Thanks for your concern Alix,

I have seriously thought of seeing a yoga teacher in another town. What comes to me is the she is going to want to see how I do my poses. The thought of someone watching me while I do some of my exercises seems very uncomfortable to me. I have done them alone now for 20 years. Maybe I will be able to work up my courage.

Michael

Michael, I think that is very important. It could be a very simple adjustment you need to make to correct this issue. Also, some of the asanas can be dangerous if not done correctly so a teacher would definitely be a benefit to you. Please do try to overcome your shyness and visit the teacher. It really isn’t as intimidating as it might feel for you at the moment. Remember we all walk the road together.

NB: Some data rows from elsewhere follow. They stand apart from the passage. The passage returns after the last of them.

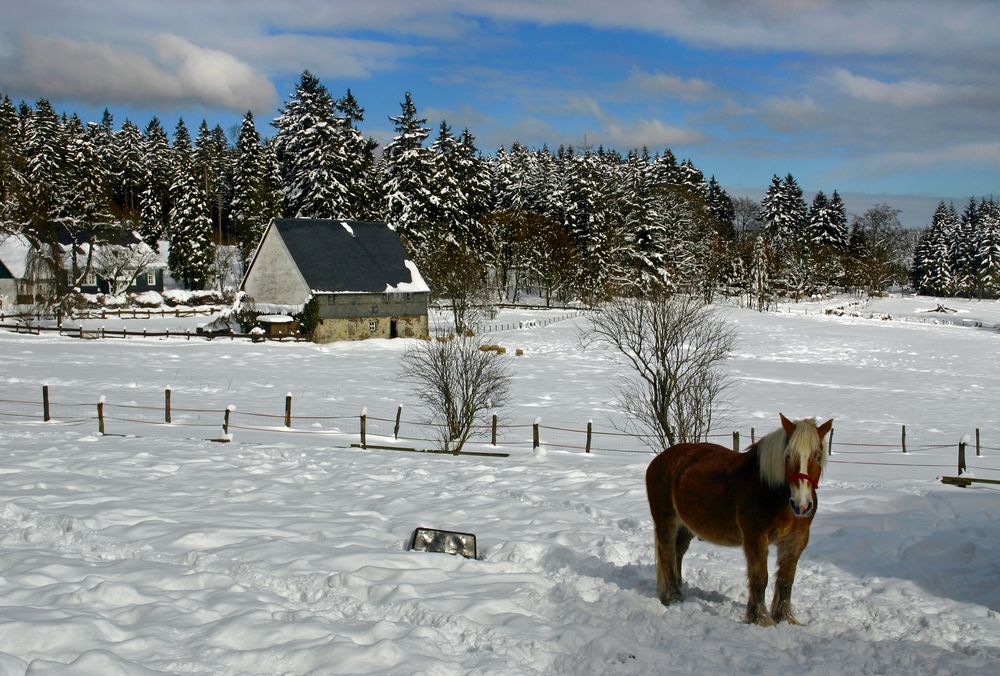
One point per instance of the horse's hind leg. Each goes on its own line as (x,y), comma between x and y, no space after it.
(683,540)
(668,581)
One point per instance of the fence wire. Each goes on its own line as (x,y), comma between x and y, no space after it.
(149,408)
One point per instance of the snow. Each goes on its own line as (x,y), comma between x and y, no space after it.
(153,549)
(415,285)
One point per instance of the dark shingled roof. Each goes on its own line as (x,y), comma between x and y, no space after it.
(331,259)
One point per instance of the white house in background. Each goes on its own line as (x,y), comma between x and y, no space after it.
(357,271)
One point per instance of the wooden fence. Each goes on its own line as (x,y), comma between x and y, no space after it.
(102,332)
(398,433)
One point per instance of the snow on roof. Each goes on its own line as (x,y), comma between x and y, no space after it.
(14,254)
(415,285)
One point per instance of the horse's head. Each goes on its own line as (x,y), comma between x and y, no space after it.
(804,460)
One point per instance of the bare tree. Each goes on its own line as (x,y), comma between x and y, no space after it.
(882,251)
(226,266)
(121,264)
(453,272)
(457,383)
(673,346)
(746,217)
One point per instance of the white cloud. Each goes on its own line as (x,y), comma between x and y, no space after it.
(658,83)
(650,133)
(53,66)
(903,93)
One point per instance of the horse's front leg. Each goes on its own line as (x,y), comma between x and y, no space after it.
(789,550)
(756,553)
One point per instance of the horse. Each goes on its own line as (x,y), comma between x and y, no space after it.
(765,495)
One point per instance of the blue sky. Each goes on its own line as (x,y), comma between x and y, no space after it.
(892,101)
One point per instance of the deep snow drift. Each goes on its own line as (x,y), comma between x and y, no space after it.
(285,553)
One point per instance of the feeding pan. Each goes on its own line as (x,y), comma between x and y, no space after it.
(443,541)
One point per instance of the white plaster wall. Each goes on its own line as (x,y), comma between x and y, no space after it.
(273,278)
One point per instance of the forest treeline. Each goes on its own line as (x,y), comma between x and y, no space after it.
(567,223)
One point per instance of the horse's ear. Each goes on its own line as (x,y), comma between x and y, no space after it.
(787,424)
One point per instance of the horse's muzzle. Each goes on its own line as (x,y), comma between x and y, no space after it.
(800,511)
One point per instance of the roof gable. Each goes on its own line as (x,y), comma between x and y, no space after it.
(339,256)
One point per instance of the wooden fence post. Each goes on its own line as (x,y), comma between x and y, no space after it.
(100,415)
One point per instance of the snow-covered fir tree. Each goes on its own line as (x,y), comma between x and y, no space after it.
(157,177)
(192,250)
(312,153)
(127,171)
(407,171)
(255,199)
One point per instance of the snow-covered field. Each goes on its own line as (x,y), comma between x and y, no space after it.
(160,551)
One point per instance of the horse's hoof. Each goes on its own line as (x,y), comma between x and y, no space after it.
(670,599)
(759,617)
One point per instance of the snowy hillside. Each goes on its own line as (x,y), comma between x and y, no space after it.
(160,551)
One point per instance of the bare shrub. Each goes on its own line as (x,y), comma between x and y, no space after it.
(457,383)
(673,346)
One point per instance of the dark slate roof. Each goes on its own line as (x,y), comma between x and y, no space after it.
(332,259)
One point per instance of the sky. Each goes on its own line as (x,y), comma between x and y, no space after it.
(891,101)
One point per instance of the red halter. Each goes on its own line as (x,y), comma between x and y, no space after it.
(796,476)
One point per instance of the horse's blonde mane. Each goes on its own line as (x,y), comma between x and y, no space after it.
(775,446)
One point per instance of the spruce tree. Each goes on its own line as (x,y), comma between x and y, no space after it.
(157,175)
(312,150)
(408,169)
(192,251)
(255,200)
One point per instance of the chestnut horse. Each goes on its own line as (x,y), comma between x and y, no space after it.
(765,495)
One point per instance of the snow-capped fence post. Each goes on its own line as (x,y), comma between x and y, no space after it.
(100,415)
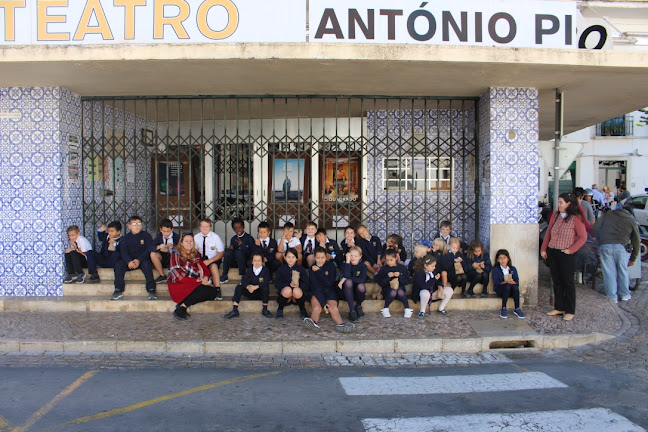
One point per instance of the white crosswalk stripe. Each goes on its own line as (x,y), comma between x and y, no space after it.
(582,420)
(364,386)
(577,420)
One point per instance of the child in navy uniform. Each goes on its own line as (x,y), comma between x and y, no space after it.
(135,252)
(392,278)
(454,267)
(373,252)
(394,242)
(420,251)
(239,251)
(291,281)
(427,287)
(108,253)
(162,244)
(255,285)
(267,246)
(309,243)
(321,277)
(77,256)
(506,282)
(352,284)
(331,248)
(479,267)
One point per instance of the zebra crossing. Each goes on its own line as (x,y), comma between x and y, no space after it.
(575,420)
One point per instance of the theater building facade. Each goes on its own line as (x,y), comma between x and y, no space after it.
(396,115)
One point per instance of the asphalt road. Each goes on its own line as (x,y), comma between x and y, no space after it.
(326,399)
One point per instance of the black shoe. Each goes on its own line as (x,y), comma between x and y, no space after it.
(117,295)
(94,278)
(232,314)
(353,316)
(180,313)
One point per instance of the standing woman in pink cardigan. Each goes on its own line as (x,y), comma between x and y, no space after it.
(565,235)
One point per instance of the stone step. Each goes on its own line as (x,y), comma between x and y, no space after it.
(132,303)
(137,275)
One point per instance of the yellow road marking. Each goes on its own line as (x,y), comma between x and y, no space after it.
(520,368)
(4,424)
(162,399)
(49,405)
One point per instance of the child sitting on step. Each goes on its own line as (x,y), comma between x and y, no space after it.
(392,278)
(291,281)
(322,275)
(255,285)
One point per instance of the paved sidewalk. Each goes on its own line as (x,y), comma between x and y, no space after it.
(596,316)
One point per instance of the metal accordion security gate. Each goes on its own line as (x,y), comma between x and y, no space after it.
(396,165)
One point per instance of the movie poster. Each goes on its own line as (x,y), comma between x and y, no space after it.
(341,179)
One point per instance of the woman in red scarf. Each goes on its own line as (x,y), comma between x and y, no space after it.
(188,277)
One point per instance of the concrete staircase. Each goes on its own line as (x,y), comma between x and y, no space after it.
(95,298)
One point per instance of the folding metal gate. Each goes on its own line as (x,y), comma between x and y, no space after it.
(397,165)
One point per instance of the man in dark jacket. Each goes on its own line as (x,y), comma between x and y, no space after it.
(617,233)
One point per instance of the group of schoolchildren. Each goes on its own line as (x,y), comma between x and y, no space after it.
(311,268)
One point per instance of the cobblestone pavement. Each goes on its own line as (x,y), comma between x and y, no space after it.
(594,314)
(628,352)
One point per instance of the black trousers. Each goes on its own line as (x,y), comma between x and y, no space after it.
(562,268)
(258,294)
(200,294)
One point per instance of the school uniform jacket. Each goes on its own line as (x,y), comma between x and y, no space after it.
(447,263)
(485,258)
(263,280)
(498,278)
(383,279)
(247,244)
(419,283)
(135,246)
(356,273)
(269,251)
(159,239)
(283,277)
(102,236)
(322,279)
(373,249)
(314,244)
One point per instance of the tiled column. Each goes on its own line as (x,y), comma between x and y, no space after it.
(40,190)
(509,195)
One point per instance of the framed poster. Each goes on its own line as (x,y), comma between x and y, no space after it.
(341,188)
(288,180)
(171,179)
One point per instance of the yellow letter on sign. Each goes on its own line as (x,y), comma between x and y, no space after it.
(129,18)
(10,17)
(93,6)
(44,19)
(232,19)
(159,20)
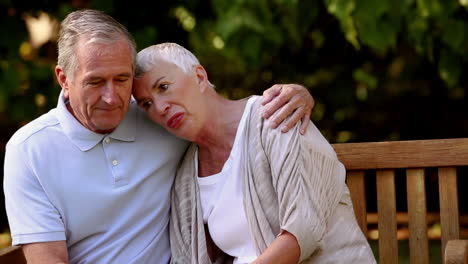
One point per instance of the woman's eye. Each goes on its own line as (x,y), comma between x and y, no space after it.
(146,104)
(164,86)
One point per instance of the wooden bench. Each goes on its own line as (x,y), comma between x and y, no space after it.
(415,157)
(384,158)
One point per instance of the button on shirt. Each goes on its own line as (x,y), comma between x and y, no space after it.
(108,195)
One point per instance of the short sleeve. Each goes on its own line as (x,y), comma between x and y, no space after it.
(31,215)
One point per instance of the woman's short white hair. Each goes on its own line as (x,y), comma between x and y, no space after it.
(148,58)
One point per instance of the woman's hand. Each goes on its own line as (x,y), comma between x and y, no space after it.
(283,100)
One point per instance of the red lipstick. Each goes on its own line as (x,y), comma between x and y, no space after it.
(175,120)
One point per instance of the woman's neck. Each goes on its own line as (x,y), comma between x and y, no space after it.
(216,139)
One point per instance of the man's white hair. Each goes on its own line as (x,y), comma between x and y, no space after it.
(148,58)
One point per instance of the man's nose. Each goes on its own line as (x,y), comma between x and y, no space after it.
(162,107)
(109,94)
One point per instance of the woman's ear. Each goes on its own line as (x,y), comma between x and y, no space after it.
(62,80)
(202,77)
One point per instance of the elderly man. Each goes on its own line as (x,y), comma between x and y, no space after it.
(89,182)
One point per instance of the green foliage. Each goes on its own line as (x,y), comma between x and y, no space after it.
(434,28)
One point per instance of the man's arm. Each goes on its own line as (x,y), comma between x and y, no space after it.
(46,253)
(283,100)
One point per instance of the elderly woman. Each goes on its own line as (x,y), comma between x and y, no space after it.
(245,192)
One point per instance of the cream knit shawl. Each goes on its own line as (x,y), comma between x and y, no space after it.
(291,182)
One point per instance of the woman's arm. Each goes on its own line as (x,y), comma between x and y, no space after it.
(284,250)
(307,178)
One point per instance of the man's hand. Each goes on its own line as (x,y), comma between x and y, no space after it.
(283,100)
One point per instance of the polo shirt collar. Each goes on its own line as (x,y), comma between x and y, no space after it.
(86,139)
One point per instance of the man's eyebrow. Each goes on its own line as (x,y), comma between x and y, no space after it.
(155,84)
(125,75)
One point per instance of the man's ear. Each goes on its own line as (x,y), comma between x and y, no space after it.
(202,77)
(62,80)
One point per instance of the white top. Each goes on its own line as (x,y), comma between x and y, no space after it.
(222,203)
(107,195)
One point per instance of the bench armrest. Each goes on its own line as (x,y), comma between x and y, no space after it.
(456,252)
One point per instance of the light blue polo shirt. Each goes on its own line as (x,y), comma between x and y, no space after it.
(107,195)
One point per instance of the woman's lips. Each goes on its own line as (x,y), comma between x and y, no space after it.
(175,120)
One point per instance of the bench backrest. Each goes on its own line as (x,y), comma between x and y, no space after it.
(413,156)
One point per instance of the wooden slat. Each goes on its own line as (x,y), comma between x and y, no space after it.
(386,206)
(448,197)
(403,154)
(357,188)
(417,212)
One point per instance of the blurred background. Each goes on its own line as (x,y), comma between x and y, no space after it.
(378,70)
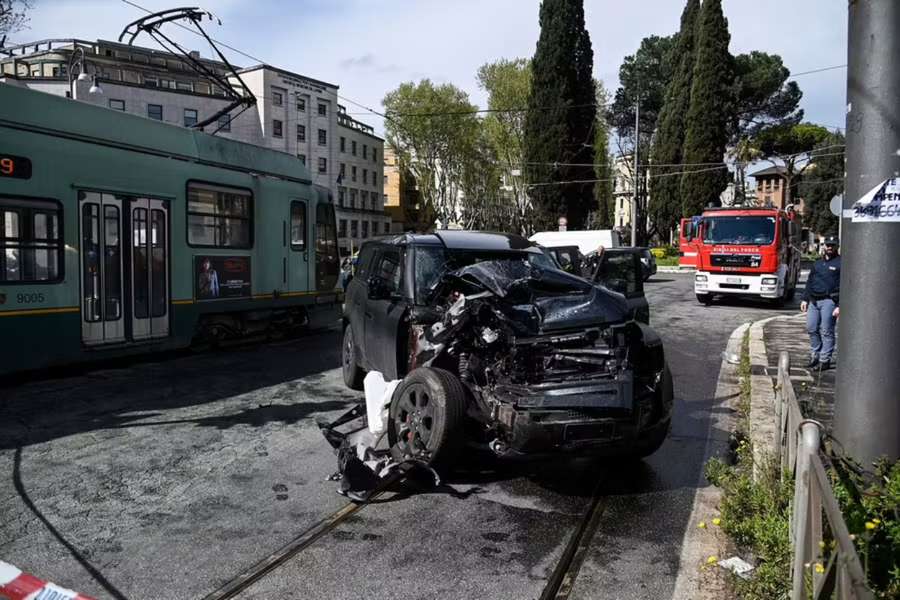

Hi i came upon this forum because I have recently experienced convulsions after yoga (well more like right after the pose…a similar one to the warrior pose).

It worried me but I came upon this website that might help… though I know this thread is older.

Ok I just realized that I can’t post websites here so I will quote some of what it mentions…though on the website it does go into a deeper explanation

"What is kundalini epilepsy?

Kundalini yoga is a science of self realization by constant physical and mental purification. There are five different types of energy forces working in the body they are prana, apana, samana, vyana and udana. These subtle forces work in a harmonizing and synchronizing way to influence the body, mind, emotions, attitudes and consciousness. When these forces work on a chakra which is not yet open there will be some physical movements in the body called kriyas which purify the physical, mental and casual bodies.
Kundalini epilepsy is presented as an unusual neurological complex or syndrome appearing among some mediations and spiritual techniques.
Sometimes these kriyas in their extreme form may manifest in severe convulsion and seizures misunderstood as pathological epilepsy. These kundalini kriya as seizures are non- epileptic convulsions which are auto- corrector, they not only eliminate physical diseases but also, purify our karmas."